Feb. 21, 2004 — Slater Steel Inc. has received from a subsidiary of A. Finkl & Sons Co. an executed definitive agreement to acquire on a going concern basis substantially all of the assets of Slater's Sorel Forge subsidiary.

Slater has until March 2, 2004 to accept the offer.

The new offer is financially superior to the company's previously announced sale agreement with the Tricap Restructuring Fund. As a result, subject to obtaining the requisite approval of the Ontario Superior Court of Justice, Slater intends to accept the Finkl offer. Slater will seek approval of the Court on March 1, 2004.

In accordance with its agreement with the Tricap Restructuring Fund, Slater will pay Tricap, on the execution of the agreement with Finkl, a $1.2 million break-up fee as a result of terminating the transaction.

The transaction is expected to close in March 2004.

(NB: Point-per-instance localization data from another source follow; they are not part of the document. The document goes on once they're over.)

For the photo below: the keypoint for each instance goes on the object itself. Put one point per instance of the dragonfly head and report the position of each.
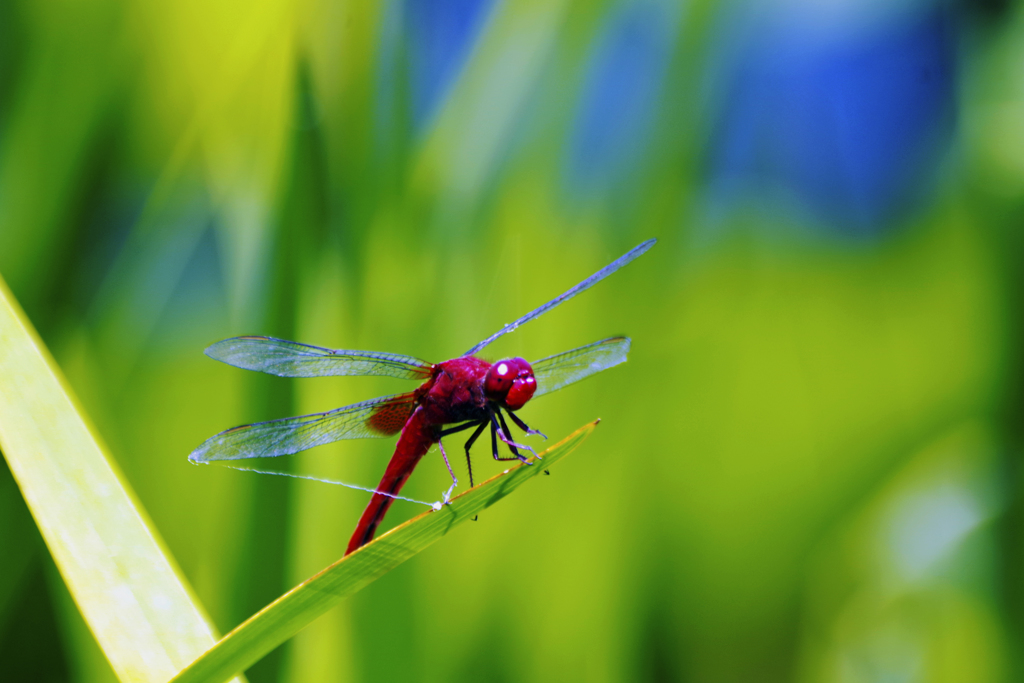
(510, 382)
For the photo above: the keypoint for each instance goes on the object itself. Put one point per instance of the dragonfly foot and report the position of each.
(446, 496)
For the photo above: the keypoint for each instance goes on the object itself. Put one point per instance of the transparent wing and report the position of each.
(380, 417)
(582, 287)
(562, 369)
(286, 358)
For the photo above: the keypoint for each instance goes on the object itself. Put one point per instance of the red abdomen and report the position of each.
(417, 437)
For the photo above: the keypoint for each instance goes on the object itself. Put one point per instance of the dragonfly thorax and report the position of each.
(510, 382)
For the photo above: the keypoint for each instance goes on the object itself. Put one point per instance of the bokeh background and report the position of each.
(810, 468)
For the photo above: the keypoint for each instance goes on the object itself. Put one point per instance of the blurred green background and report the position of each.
(810, 468)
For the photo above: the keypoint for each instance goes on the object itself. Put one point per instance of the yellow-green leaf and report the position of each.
(294, 610)
(132, 595)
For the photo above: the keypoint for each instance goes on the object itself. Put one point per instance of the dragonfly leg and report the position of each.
(503, 433)
(455, 482)
(458, 428)
(522, 425)
(508, 437)
(469, 444)
(494, 442)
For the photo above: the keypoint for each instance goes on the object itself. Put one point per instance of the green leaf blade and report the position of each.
(131, 594)
(291, 612)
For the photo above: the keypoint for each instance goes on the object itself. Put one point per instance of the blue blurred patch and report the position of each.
(617, 104)
(852, 129)
(440, 35)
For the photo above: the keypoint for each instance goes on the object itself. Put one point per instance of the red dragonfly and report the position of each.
(467, 390)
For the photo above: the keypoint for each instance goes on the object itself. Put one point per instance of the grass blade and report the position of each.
(291, 612)
(124, 582)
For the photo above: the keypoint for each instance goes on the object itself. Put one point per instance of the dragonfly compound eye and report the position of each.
(500, 378)
(522, 387)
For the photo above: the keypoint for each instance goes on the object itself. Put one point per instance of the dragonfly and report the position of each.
(461, 394)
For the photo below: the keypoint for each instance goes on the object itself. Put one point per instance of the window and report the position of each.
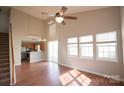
(106, 46)
(86, 46)
(72, 47)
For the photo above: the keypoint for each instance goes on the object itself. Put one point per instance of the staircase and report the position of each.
(4, 60)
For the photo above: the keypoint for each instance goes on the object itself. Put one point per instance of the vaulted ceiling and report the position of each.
(36, 10)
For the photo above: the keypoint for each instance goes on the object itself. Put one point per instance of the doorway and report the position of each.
(53, 51)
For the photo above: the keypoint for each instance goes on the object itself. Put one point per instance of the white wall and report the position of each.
(122, 29)
(91, 22)
(22, 26)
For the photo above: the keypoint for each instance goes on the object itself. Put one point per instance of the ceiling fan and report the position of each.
(59, 16)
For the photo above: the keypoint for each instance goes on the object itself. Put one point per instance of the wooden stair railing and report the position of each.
(13, 61)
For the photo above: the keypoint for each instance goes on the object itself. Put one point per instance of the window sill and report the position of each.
(104, 59)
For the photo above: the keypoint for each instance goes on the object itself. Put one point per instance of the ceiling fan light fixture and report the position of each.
(59, 19)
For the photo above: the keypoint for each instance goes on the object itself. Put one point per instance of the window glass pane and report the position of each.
(86, 50)
(110, 36)
(106, 50)
(72, 49)
(86, 39)
(72, 40)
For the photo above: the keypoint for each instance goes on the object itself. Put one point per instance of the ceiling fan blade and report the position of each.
(70, 17)
(63, 10)
(44, 13)
(63, 22)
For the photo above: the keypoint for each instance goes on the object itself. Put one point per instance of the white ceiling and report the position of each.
(36, 10)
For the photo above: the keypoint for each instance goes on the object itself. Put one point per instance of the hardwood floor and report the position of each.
(51, 74)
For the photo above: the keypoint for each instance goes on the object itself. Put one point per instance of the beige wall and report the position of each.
(91, 23)
(23, 25)
(4, 20)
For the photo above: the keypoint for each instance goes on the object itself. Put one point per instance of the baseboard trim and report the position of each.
(92, 72)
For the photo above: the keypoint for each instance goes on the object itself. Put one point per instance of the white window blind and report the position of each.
(86, 46)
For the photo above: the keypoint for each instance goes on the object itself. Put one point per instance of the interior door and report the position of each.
(53, 51)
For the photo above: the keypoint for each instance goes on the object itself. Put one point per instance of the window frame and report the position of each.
(68, 49)
(107, 42)
(85, 43)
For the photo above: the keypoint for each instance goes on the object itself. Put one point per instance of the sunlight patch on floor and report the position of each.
(74, 78)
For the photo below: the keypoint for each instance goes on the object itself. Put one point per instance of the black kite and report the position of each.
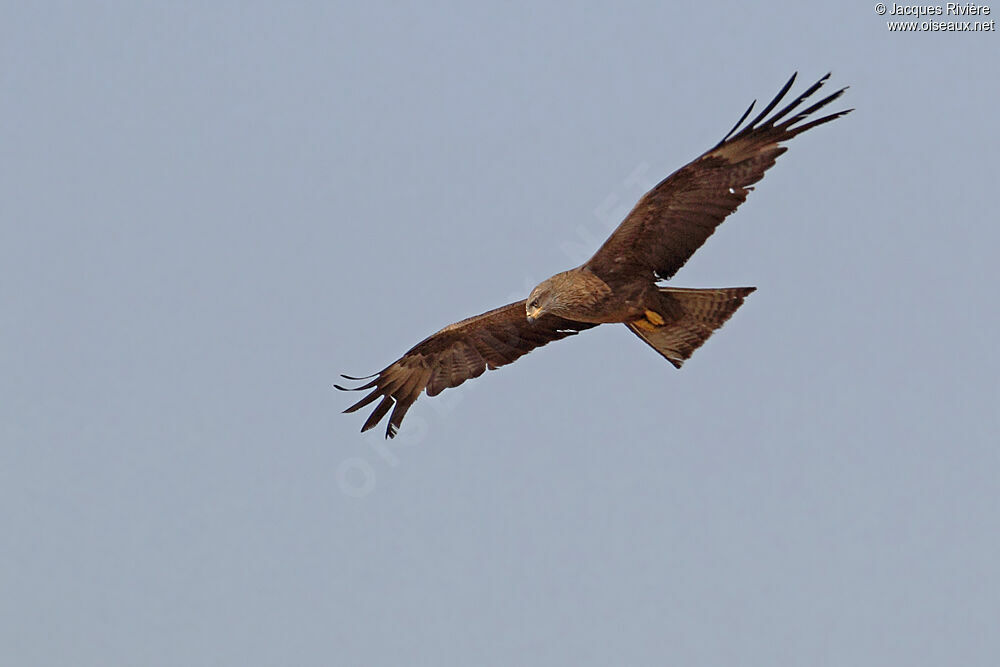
(619, 283)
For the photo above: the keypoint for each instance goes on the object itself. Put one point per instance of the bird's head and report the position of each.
(545, 298)
(537, 301)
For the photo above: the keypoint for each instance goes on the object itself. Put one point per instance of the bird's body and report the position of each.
(620, 283)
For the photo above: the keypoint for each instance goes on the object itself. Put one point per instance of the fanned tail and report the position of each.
(704, 311)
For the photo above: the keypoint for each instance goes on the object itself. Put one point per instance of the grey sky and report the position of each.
(210, 210)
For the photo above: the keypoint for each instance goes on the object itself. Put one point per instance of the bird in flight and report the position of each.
(619, 284)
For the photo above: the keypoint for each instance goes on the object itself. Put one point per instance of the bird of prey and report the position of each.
(619, 284)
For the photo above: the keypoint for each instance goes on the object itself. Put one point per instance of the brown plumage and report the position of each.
(619, 283)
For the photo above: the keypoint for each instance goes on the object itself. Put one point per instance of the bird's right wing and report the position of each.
(457, 353)
(676, 217)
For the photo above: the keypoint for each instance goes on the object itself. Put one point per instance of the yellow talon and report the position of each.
(644, 324)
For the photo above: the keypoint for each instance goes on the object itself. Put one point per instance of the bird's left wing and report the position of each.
(457, 353)
(677, 216)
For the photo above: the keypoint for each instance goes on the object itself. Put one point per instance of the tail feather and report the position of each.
(704, 311)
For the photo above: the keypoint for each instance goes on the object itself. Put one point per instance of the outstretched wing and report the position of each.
(457, 353)
(675, 218)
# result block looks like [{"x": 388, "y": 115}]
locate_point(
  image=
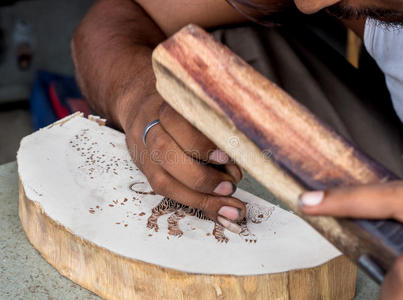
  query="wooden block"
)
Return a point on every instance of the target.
[
  {"x": 276, "y": 139},
  {"x": 92, "y": 226}
]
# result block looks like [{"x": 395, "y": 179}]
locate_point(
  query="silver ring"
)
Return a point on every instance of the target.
[{"x": 147, "y": 129}]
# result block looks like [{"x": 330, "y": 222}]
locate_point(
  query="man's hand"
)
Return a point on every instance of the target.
[
  {"x": 179, "y": 161},
  {"x": 112, "y": 50},
  {"x": 377, "y": 201}
]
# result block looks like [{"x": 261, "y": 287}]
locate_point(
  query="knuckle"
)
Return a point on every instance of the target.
[
  {"x": 157, "y": 142},
  {"x": 207, "y": 206},
  {"x": 200, "y": 181}
]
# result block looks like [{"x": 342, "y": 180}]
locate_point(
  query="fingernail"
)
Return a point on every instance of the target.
[
  {"x": 311, "y": 198},
  {"x": 235, "y": 228},
  {"x": 219, "y": 156},
  {"x": 229, "y": 212},
  {"x": 224, "y": 188}
]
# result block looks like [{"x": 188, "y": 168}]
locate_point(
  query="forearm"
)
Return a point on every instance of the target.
[{"x": 112, "y": 55}]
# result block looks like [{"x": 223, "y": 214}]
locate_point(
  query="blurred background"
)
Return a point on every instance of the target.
[
  {"x": 37, "y": 86},
  {"x": 34, "y": 49}
]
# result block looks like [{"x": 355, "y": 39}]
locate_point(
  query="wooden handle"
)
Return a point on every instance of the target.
[{"x": 276, "y": 139}]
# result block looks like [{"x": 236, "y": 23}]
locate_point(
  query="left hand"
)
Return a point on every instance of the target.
[{"x": 375, "y": 201}]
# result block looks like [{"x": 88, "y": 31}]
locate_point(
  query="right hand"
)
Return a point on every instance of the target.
[{"x": 178, "y": 161}]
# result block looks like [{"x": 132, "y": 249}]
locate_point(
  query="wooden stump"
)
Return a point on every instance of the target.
[{"x": 60, "y": 231}]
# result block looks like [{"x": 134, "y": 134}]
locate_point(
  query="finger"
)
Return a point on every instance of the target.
[
  {"x": 392, "y": 286},
  {"x": 375, "y": 201},
  {"x": 234, "y": 170},
  {"x": 225, "y": 210},
  {"x": 200, "y": 177},
  {"x": 189, "y": 138}
]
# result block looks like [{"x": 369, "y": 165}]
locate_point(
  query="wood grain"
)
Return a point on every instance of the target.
[
  {"x": 272, "y": 136},
  {"x": 116, "y": 277}
]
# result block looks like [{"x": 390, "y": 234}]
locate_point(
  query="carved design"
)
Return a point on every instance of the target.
[{"x": 257, "y": 214}]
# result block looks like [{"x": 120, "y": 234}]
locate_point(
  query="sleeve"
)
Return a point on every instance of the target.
[{"x": 385, "y": 45}]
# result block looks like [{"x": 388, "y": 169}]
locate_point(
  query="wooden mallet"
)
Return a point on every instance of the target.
[{"x": 276, "y": 139}]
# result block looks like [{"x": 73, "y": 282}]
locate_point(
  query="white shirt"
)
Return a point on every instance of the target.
[{"x": 385, "y": 45}]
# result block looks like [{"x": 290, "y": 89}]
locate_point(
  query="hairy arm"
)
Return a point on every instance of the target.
[{"x": 112, "y": 50}]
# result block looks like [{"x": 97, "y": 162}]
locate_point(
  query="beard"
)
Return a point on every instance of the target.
[{"x": 386, "y": 17}]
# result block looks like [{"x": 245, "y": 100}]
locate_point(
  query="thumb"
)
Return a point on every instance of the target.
[{"x": 374, "y": 201}]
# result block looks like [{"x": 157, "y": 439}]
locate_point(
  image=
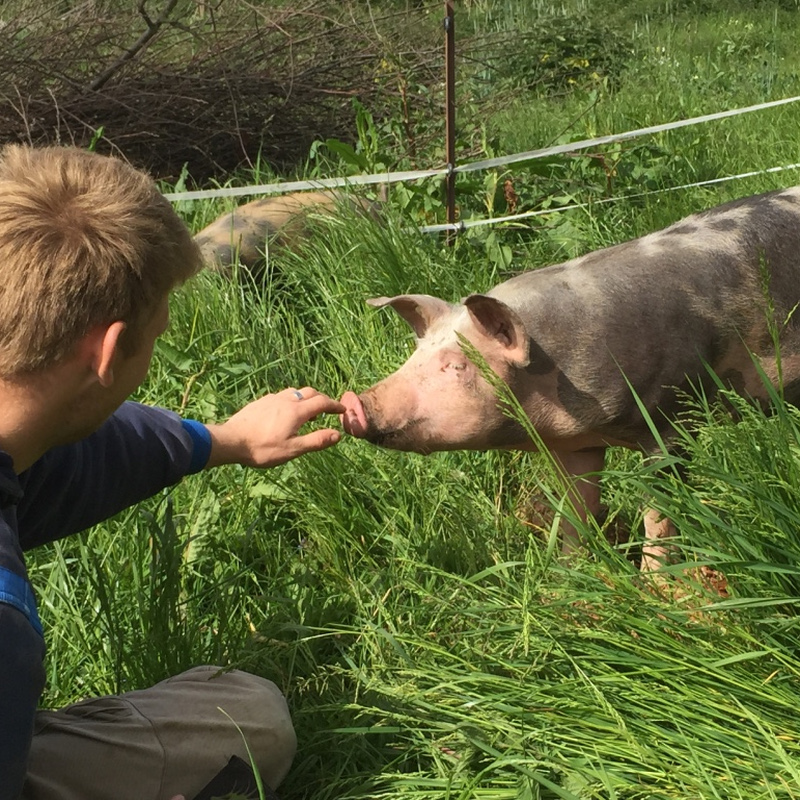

Located in Sorel-Tracy, Que., Sorel Forge is the largest integrated open-die forging plant in Canada. Sorel produces mold, tool and die steels, custom forgings and forged steel bars and is among the few facilities in the world that is capable of producing large mold blocks of up to 55,000 pounds. Sorel employs approximately 270 hourly and salaried employees.

Finkl & Sons. Co. is a U.S.-based manufacturer of forging die steels, plastic mold steels, die casting tool steels and custom open-die forgings.

Slater Steel is a minimill producer of specialty steel products.